Most of the entries are from within South Africa, but a large number have also been received from abroad.
It is hard to overstate just how pleased South Africans were at the vuvuzela sensation. Like a child who finds his school project unexpectedly praised by a stern teacher, the country was thrilled at its wild reception by foreign fans.
In a tournament characterised by foreign brands, some of which have never graced the shelves of the country's shops, the vuvuzela became the symbol for something truly local. Neither Coca-Cola nor Nike managed to attach themselves to the vuvuzela, and this suited many people just fine.
"It was one of the only things during the event that Fifa did not manage to get its logo pasted on to," says Mr McCormack. "It was something that belonged to us and not the sponsors."
Mr McCormack wistfully recalls the bedlam in downtown Cape Town, where his advertising agency has an office. "We'd hear soccer fans on the street blowing them, and me and the other staff would run to the window, stick our vuvuzelas out and blast back at them."
Vuvuzelas have appeared in adverts, on billboards and been adopted as logos. They have spawned fan sites and blogs. A few have tried to roll back the tide. A Facebook page called "I hate vuvuzelas" boasts a limp 8,000 users, a far cry from the half a million it was hoping for.
In the meantime, some are using it for good. A Cape Town attorney, Werner Bouwer, has co-opted the vuvuzela as a symbol for an anti-corruption hotline called, yes, the Vuvuzela Hotline.
"The traditional concept of a whistleblower has always been associated with a European image of a bobby-on-the-beat," Mr Bouwer says. "We are talking about blowing the whistle in a South African situation. It's far more relevant to call it blowing the vuvuzela."
Since the tournament ended, however, the streets have grown quieter. And local football games, where the vuvuzela is still much in evidence, may also institute a ban. In recent games, fans have discovered the trumpets are wonderfully aerodynamic and make good missiles, hurling them at players and rival supporters alike.
The generously shaped horn is also being used to smuggle banned drinks past security guards at games, say officials. As a result, the days of the vuvuzela may be numbered, even here. Mr McCormack hopes the competition will act as good PR for the instrument.
In rescuing the vuvuzela, the competition organisers also want to help the less fortunate.
"Once the competition is over, and we have the winning designs, we will have prototypes made up, and these will eventually be distributed within underprivileged communities," says Mr McCormack.
Jobless men and women could then copy the designs and manufacture them for resale, possibly to tourists and interior designers. Since a vuvuzela costs only a few dollars, the basic material will be affordable.
With about one-third of the population unemployed, the vast majority of them black, the need for self-help entrepreneurship has never been greater.

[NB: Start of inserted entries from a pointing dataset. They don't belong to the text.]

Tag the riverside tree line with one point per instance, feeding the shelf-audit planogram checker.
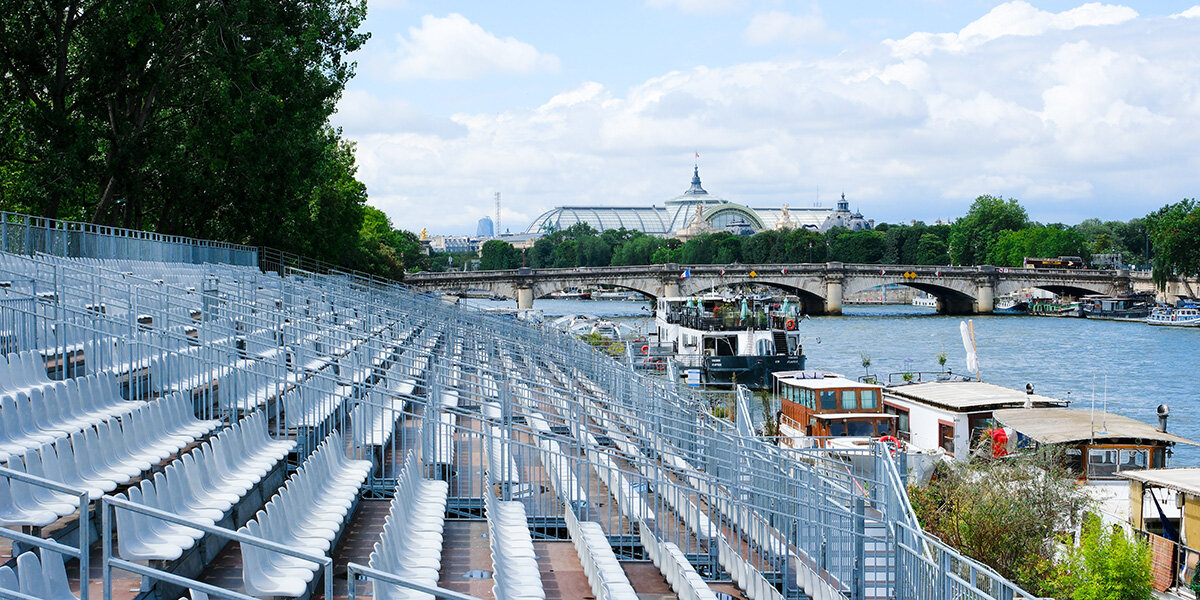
(994, 231)
(210, 119)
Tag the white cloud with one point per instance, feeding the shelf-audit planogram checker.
(455, 48)
(360, 112)
(696, 6)
(1086, 121)
(783, 27)
(1014, 18)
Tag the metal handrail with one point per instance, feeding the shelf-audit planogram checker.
(108, 561)
(77, 552)
(354, 570)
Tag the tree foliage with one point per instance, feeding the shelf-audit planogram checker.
(202, 118)
(1175, 234)
(1006, 514)
(1104, 565)
(498, 255)
(973, 235)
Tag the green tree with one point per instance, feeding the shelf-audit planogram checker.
(1105, 565)
(1012, 247)
(863, 246)
(1006, 514)
(204, 118)
(498, 255)
(1175, 235)
(567, 255)
(640, 250)
(931, 250)
(973, 235)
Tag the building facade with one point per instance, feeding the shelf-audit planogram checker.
(677, 216)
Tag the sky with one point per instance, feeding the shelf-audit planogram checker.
(911, 108)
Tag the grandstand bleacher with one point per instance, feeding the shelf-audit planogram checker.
(197, 420)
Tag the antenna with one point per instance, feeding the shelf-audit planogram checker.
(498, 215)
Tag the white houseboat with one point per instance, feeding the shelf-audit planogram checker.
(731, 340)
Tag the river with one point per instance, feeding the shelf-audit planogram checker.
(1127, 367)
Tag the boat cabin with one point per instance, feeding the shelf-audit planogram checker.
(1098, 445)
(825, 405)
(953, 414)
(732, 340)
(1170, 517)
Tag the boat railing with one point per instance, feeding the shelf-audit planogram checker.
(906, 377)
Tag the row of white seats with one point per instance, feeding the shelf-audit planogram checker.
(687, 583)
(99, 460)
(253, 385)
(373, 420)
(45, 577)
(514, 562)
(744, 574)
(23, 371)
(41, 415)
(443, 438)
(192, 367)
(201, 485)
(556, 463)
(312, 402)
(96, 461)
(307, 514)
(605, 575)
(411, 543)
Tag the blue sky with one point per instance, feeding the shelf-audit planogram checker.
(911, 108)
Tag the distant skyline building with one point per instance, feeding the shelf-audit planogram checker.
(678, 216)
(485, 228)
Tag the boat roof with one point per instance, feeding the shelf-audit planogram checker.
(1061, 425)
(1185, 479)
(853, 415)
(961, 396)
(819, 381)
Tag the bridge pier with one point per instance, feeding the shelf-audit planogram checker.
(985, 295)
(671, 288)
(525, 298)
(833, 289)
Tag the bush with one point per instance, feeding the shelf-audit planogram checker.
(1105, 565)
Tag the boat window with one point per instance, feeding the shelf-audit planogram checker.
(868, 399)
(1102, 462)
(903, 421)
(849, 400)
(1135, 459)
(828, 400)
(1074, 460)
(861, 429)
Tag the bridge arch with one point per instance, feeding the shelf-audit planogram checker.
(953, 298)
(543, 291)
(810, 301)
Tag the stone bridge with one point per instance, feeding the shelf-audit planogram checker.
(820, 287)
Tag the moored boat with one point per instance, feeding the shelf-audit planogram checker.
(733, 340)
(1128, 307)
(1182, 315)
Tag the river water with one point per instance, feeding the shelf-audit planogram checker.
(1127, 367)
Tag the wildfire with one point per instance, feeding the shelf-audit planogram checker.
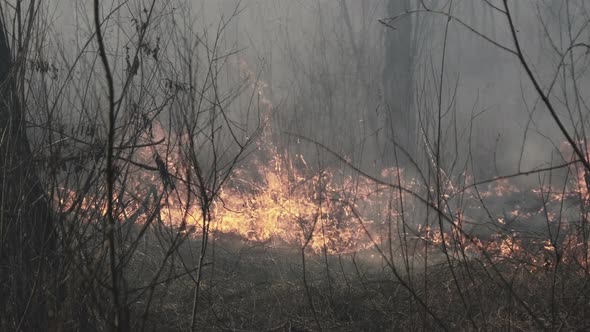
(276, 197)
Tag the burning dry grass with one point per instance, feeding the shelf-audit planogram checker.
(374, 256)
(258, 288)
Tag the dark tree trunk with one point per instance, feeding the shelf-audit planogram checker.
(26, 227)
(398, 74)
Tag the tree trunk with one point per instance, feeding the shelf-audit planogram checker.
(398, 74)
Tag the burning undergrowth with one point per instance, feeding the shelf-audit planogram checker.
(277, 198)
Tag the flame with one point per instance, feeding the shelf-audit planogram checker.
(275, 197)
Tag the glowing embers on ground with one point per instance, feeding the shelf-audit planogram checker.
(277, 198)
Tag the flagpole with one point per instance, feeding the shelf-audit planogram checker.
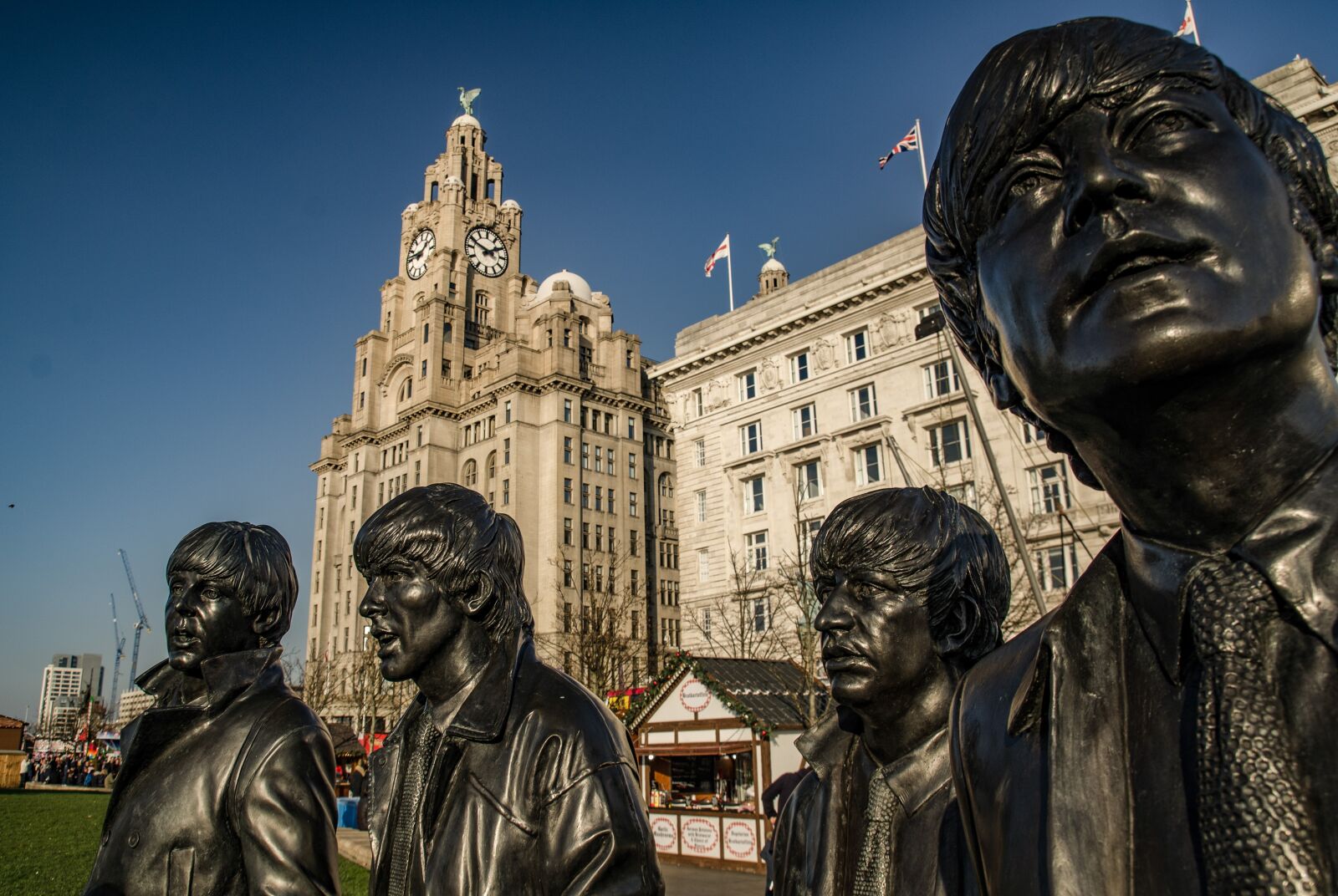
(729, 265)
(920, 147)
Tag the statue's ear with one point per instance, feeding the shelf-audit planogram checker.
(265, 622)
(479, 597)
(1003, 391)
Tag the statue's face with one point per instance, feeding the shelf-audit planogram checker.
(412, 621)
(205, 619)
(1136, 244)
(876, 639)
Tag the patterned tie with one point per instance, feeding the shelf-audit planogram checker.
(411, 799)
(1258, 832)
(876, 853)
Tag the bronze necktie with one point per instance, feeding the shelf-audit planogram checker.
(876, 853)
(1254, 812)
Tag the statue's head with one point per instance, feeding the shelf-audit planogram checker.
(1111, 209)
(438, 559)
(232, 588)
(910, 582)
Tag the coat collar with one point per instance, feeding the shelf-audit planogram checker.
(1072, 702)
(222, 679)
(914, 777)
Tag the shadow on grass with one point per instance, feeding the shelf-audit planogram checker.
(49, 840)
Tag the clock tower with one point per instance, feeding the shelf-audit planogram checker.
(523, 391)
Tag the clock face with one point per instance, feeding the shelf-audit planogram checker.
(486, 252)
(425, 241)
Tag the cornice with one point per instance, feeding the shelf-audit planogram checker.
(676, 368)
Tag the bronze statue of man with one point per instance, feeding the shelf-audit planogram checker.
(914, 588)
(227, 784)
(1139, 253)
(505, 776)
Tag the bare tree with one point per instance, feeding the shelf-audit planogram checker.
(739, 622)
(600, 639)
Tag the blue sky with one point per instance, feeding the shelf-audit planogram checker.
(198, 204)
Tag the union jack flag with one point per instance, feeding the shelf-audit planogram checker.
(905, 145)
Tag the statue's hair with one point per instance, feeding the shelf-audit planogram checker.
(457, 538)
(252, 561)
(930, 546)
(1017, 95)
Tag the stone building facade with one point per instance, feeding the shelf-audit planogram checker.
(830, 387)
(523, 391)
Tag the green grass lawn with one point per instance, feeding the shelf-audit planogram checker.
(50, 839)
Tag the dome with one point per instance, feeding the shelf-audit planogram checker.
(580, 288)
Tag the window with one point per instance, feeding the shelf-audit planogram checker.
(804, 420)
(949, 443)
(1056, 568)
(941, 379)
(755, 552)
(963, 492)
(747, 385)
(809, 481)
(762, 614)
(863, 403)
(856, 347)
(749, 438)
(1049, 488)
(755, 498)
(869, 466)
(799, 367)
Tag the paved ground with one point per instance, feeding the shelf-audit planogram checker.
(680, 880)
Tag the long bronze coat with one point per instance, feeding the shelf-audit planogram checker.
(227, 796)
(533, 789)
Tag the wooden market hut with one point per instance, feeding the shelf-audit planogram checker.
(711, 735)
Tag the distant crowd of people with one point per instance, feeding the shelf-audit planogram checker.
(71, 771)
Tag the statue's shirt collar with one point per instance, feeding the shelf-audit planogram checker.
(1295, 547)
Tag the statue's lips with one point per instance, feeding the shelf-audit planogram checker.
(1132, 256)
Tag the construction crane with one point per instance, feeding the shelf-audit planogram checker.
(120, 652)
(140, 624)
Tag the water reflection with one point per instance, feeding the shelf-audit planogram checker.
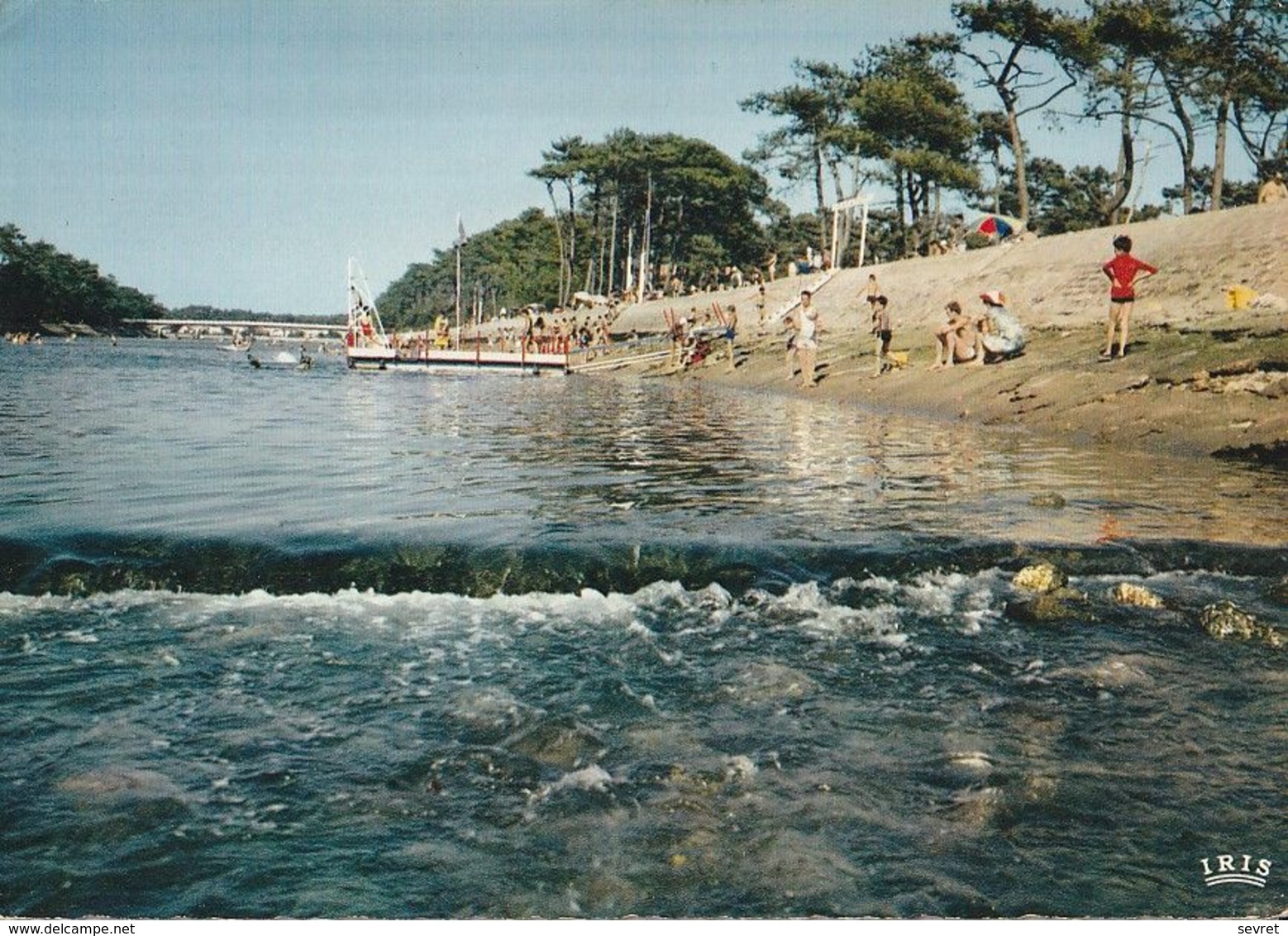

The competition organisers have no illusions that turning vuvuzelas into lamp shades will alter the situation. Still, a little creativity could have an impact beyond its original intention. At least, this is what Mr McCormack hopes.
"Realistically, we are a bunch of white guys who do not need to make more money," he says. "But there are many, many people out there who need a break."
The prize itself is not an awful lot of money, but the organisers hope that the thrill of seeing their creation improve the lives of others will be added incentive.
"It will be a small splash in the pond," says Mr McCormack. "But we hope to see it become a big ripple".